Clearly a sample of one is no good: the finding is always going to be a landslide for the preferred choice of whichever individual we happen to ask. In this case, polls of random samples of one happen to have called one election correctly and one incorrectly, but that’s pure chance. So let’s try a sample of ten:

# Random sample of 10 individuals per population
poll.tab(poll.both(population.a,population.b,
                   10),
         c('A','B'))
Sensible Silly
A 50 50
B 90 10

That’s a bit better. Population A looks like a dead heat (which is almost right), while the Sensible Party’s lead has been recognised but greatly exaggerated in Population B. As we’ll see in a moment, a random sample of ten could easily be more wrong than this, but it will usually be less wrong than a sample of one. Now let’s try polling a sample of a hundred:

# Random sample of 100 individuals per population
poll.tab(poll.both(population.a,population.b,
                   100),
         c('A','B'))
Sensible Silly
A 45 55
B 73 27

Population B’s preferences have been estimated pretty accurately this time, but we’ve somehow got the Silly Party in the lead in Population A — and by a whopping 10%! That’s not because a sample of a hundred is worse than a sample of ten, but because the effects of randomness in the selection procedure have a major effect on the outcome whether you take a sample of ten or of a hundred. Samples of a hundred are more reliable than samples of ten because — as we’ll see very shortly — they will be wrong less often. But we would be very unwise to set any store at all by a single study with a sample of a hundred, and the above reveals why this is the case. By picking the wrong hundred individuals to sample, we can get a very unrepresentative result. And when you’re picking individuals at random and you’re only picking a hundred of them, it’s far from unlikely that you’ll get an unrepresentative hundred on any one particular occasion.

So now let’s go all the way up to a thousand, which is about as far as most polling companies usually go:

# Random sample of 1000 per population
poll.tab(poll.both(population.a,population.b,
                   1000),
         c('A','B'))
Sensible Silly
A 52.1 47.9
B 70.0 30.0

Not bad at all! Population B’s polling is bang on, while Population A’s is only barely off.

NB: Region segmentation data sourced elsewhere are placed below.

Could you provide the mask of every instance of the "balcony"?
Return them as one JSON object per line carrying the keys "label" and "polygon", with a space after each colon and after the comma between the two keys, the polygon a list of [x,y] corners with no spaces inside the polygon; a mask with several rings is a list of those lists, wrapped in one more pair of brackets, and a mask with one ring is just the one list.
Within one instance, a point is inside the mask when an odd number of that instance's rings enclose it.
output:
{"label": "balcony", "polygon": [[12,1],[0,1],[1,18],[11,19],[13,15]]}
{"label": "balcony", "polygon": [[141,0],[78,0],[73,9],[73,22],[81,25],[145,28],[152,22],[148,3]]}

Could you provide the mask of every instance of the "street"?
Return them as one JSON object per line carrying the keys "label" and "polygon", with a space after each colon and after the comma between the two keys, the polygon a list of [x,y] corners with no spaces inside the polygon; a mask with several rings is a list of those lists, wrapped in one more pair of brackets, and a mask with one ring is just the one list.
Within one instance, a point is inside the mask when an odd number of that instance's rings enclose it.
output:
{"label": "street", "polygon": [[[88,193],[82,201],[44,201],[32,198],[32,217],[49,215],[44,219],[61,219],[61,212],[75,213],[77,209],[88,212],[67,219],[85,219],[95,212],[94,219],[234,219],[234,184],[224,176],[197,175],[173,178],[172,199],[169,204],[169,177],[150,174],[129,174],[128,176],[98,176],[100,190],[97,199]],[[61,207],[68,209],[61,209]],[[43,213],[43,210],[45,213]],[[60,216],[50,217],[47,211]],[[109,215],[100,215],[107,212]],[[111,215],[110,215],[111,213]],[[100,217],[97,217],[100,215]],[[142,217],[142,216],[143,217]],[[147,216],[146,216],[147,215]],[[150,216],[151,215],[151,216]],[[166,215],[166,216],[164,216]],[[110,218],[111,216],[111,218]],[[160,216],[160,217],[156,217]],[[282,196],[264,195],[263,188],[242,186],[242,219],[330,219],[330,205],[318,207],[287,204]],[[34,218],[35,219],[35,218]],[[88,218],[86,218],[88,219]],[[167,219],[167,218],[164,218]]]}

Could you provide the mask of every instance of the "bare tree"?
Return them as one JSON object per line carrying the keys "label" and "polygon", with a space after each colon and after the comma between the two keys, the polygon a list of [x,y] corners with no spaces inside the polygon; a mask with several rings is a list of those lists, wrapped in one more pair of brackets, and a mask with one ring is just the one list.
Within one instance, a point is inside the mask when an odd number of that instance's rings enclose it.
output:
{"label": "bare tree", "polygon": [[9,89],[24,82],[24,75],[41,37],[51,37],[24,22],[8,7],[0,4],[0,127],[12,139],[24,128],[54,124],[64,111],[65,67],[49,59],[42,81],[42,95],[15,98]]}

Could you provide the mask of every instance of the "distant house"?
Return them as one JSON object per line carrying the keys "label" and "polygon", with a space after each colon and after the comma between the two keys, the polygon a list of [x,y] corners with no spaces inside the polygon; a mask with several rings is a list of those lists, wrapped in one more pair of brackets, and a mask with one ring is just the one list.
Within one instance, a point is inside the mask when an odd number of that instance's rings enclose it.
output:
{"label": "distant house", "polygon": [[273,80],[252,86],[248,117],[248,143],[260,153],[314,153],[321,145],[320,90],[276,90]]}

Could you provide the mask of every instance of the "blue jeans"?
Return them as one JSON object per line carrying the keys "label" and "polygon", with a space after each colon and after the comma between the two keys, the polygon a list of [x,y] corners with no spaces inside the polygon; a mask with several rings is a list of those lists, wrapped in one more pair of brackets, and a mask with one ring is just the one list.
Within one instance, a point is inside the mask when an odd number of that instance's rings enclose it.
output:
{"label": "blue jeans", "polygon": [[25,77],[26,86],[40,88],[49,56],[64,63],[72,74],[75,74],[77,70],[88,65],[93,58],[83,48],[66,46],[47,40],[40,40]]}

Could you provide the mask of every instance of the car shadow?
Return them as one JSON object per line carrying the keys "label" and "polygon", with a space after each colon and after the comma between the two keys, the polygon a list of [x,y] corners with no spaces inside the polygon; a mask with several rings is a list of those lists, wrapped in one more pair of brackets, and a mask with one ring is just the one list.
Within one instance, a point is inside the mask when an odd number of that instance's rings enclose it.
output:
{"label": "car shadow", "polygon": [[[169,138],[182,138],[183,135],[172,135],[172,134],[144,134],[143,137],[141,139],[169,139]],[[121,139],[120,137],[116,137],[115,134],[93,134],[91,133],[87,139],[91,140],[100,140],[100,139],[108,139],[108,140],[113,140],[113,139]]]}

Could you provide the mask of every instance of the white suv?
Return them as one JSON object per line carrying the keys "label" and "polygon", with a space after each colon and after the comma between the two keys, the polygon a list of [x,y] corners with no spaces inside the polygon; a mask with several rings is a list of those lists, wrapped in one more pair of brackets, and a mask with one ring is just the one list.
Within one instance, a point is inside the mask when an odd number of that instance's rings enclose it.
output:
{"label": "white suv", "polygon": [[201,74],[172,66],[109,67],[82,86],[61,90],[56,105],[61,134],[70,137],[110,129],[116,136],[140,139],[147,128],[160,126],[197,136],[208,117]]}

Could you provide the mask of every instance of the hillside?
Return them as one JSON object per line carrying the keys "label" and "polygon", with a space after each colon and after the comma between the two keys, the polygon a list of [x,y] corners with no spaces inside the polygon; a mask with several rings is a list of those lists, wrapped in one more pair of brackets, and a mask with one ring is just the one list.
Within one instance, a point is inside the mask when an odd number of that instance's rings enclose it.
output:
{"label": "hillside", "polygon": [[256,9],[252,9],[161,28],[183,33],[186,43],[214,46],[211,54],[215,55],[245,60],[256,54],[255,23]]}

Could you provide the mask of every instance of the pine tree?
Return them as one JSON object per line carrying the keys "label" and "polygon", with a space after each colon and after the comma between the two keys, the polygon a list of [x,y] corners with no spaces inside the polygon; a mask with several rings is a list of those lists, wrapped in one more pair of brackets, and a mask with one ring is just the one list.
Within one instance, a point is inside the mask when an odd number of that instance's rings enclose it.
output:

What if we sample ten thousand?

# Random sample of 10000 per population
poll.tab(poll.both(population.a,population.b,
                   10000),
         c('A','B'))
Sensible Silly
A 50.52 49.48
B 69.61 30.39

This doesn’t really look like an improvement on the previous one: Population A’s preferences have been estimated slightly more accurately, while Population B’s have been estimated slightly less accurately. Polling companies very rarely take samples as large as this because telephoning ten thousand people involves a massive increase in cost but brings only a slight increase in reliability.